I am scraping text data off a pdf using python. There is a common pattern that contains the data I need that begins with a numerical pattern and ends with a string pattern. I need to capture all the text, including the patterns using a regular expression.
I have a regular expression that works when I import the data by going pdf to txt and reading the text in. When I use PyPDF2 to extract the text from the pdf pages, the regular expression fails.
The data stream looks like this
Filed: 8/21/2022\nEntered: 10/21/2022\nDischarged: 01/23/2023\nClosed: 01/30/2023\n17-55018- \nQRTbk 7 Windows PC\n OS:xxx\nRole: AdminHubertson
The start point is the 17-55018- string which I have a regex that works:
[0-9]{2}-[0-9]{5}-
The end point is the Role: Admin which is unique enough to compile.

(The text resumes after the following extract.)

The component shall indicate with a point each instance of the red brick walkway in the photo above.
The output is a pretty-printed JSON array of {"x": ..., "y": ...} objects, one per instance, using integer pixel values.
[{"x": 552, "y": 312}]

I have tried a number of capture methods using lookaheads to get the text I need. These methods I have tested on regex101 and they work but I cannot get them to work
Some patterns I have tried:
[0-9]{2}-[0-9]{5}-\s(\n(?!Role)(.*))*Role: Admin
[0-9]{2}-[0-9]{5}-\.(.*?)Role: Admin
[0-9]{2}-[0-9]{5}-.*(?=Role).*Role: Admin
>Solution :
Try this one:
\d{2}\-\d{5}.*?Role:\sAdmin